The 42-year-old unstrapped his gloves 18 months ago after 800 games in football. After leaving his last club Stoke City, the Lifford man had a decision to make: Join a bottom-end Championship or League One side or call it a day.
“I wasn’t thinking it was my last game, no,” Given told the Irish Times. “It didn’t really dawn on me – even when I left Stoke I thought I might go somewhere else. I had a few options at the beginning of last season but it was at clubs struggling in the Championship or in League One. I didn’t want to go somewhere where they’d lost by five last week but it might be three next week cos I’ve gone in. I didn’t sort of want to go out that way, you know?
“I mean, I know I lost at Palace, but it was in the Premier League. I suppose I didn’t want to go places and have people talking negatively about me: ‘How’d he play in the Premier League?’ That didn’t excite me.”
He chose the latter and hasn’t looked back since. Earning himself his A and B coaching licenses while doing some coaching at Macclesfield Town. Then, while doing TV work and spending more time for the family, an old Premier League competitor sent Given a friendly text.
Frank Lampard or Frank Lampard Jnr, newly appointed manager of Derby County had a proposition for the Donegal man.
“It was June-ish,” Given says. “I was meant to be in Spain for a while to tie in with the school holidays. This was the second week. I got the text: ‘It’s Frank here, give me a call.’ I thought he’d the wrong number.

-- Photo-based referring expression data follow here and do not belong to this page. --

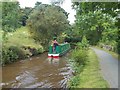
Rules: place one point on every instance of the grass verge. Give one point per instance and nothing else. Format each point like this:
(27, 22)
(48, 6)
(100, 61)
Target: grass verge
(90, 76)
(115, 55)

“Now, I knew he’d got the Derby job so it didn’t take a rocket scientist to work out what he wanted to talk about.
“Frank said: ‘I want you to be part of the whole lot, not to be just in a corner with the keepers.’
“I’m doing my goalkeeping A-Licence at the minute – it’s about being part of the (coaching) group. Packie Bonner oversees it for Uefa. I’m doing it in Belfast. He was over here a month ago.
“The B-Licence is how to catch a ball, how to make saves; the A-Licence is more about integrating with the manager and the assistant and putting on a session together.
“Packie spoke to me and the gaffer about being integrated, being part of ideas. We’re in meetings every day as a group and it’s good for me that Frank is open to that. I’ve just started as a coach, I’m learning. I said to Frank that I wanted to learn everything, not just the goalkeeping side.”
The former Blackburn, Newcastle, Man City, Aston Villa, Middlesbrough and Stoke City goalkeeper admits he is unsure about the succession plan involving McCarthy and Stephen Kenny, but he is open and again mentions integration.
“There should be cohesion, there should be a way of playing that applies to the youth set-ups and the senior team, an FAI way. It seems each manager is different. We need some integration. If Mick and Stephen Kenny are planning on working together I think that could be refreshing.
“Mick needs younger players. It’s good about Michael Obafemi at Southampton. I’m glad he wants to play for Ireland.”
McCarthy called up the 19-year-old Given for his first cap in his debut as Ireland manager in 1996.
“It’s gone full circle, hasn’t it?” Given says of McCarthy’s re-appointment. “He got chased out if you remember. I just hope he does well. I texted him on the day and wished him well, nothing major.
“The bottom line is the qualification. The last year has been frustrating and Roy (Keane) and Martin (O’Neill) will know that – the results have not been good enough.
“The draw has been good, could have been a lot worse, and I think there’s a nucleus of a good team there, I really do. If you can get them together, playing in the right way, I think we’ve got a chance.”
Given knows and appreciates Darren Randolph. Of Liverpool’s Caoimhin Kelleher, he says: “I’ve not seen him but I’ve heard about him. There’s a lot of excitement, but he’s at the age (20) where he probably needs to go out and play, similar to myself at that age. Play in front of crowds.”